Billy rides off with his friends, knowing that his own end will be just as pointless and violent. And the stagecoach arrives with yet another young, fresh-faced girl looking for work at Mamie’s.
Boetticher’s laconic ’50s westerns, stripped to their narrative essentials, were a major factor in the rethinking of the genre – like Anthony Mann’s psychological westerns starring James Stewart – adding greater depth to what had largely been a formulaic collection of increasingly trite stock elements whose only purpose was to fill out kids’ matinees. Boetticher and Mann paved the way for Peckinpah and others who incorporated a sense of history into the mythology of the frontier and America’s self-aggrandizing belief in rugged individualism and Manifest Destiny, which in turn paved the way for the dismantling of that mythology in the spaghetti western.
But A Time for Dying seems displaced, with Boetticher (and Murphy) having been left behind by the rapid changes in part initiated by his own earlier work.
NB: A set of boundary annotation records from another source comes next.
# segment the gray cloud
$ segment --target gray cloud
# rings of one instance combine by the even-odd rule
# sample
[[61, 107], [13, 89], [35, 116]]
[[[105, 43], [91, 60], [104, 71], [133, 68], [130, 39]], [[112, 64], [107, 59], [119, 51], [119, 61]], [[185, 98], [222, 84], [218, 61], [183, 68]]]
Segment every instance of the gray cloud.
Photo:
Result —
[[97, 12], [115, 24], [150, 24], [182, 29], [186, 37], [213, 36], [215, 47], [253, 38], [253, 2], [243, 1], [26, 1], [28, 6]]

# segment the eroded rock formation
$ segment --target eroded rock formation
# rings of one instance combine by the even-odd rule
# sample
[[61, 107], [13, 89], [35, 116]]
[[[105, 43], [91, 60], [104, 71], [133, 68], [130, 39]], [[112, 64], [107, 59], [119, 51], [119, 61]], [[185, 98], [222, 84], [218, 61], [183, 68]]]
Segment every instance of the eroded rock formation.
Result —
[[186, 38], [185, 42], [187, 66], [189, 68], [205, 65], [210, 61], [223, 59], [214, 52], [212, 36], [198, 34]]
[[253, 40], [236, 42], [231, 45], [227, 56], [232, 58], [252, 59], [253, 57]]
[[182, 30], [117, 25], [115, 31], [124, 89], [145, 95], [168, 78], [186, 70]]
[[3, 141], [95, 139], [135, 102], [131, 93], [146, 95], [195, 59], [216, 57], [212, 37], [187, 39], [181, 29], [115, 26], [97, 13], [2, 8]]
This final movie is a disorienting hybrid which never manages to find a coherent balance between its roots in the cinematic past and its existence in a radically changed present. And yet this instability is itself what makes the film interesting and might have raised its profile in the history of the genre if a more capable actor had been cast in the lead – Boetticher had tried to get Peter Fonda, which could have made for a much stronger, more elegiac movie (something like Fonda’s own The Hired Hand, made just two years later).
Although obviously hampered by budgetary constraints and a consequent short shooting schedule, what gives A Time for Dying an unfinished, at times amateurish feel is largely Richard Lapp’s presence. The rest of the cast is actually quite good, with Jury and Bob Random even better than that. What seems most strange is that the movie gives the impression of a newcomer trying to find his way among familiar elements and new possibilities, rather than of a master drawing on many years of experience.
Indicator’s 2K scan of the original negative provides a vibrantly colourful image on the Blu-ray – for some reason presented in both 1.33:1 and 1.85:1 options (I watched the latter). Included on the disk are a commentary from C. Courtney Joyner and Henry Parke which fills in the details of the film’s strange production history; an appreciation by filmmaker Chris Petit who is fascinated by the film’s anomalous nature; and a discussion by Kim Newman of the ways in which Jesse James has been portrayed in the movies. This release unearths a fascinating footnote to the careers of two significant figures whose time had largely passed when they made the movie.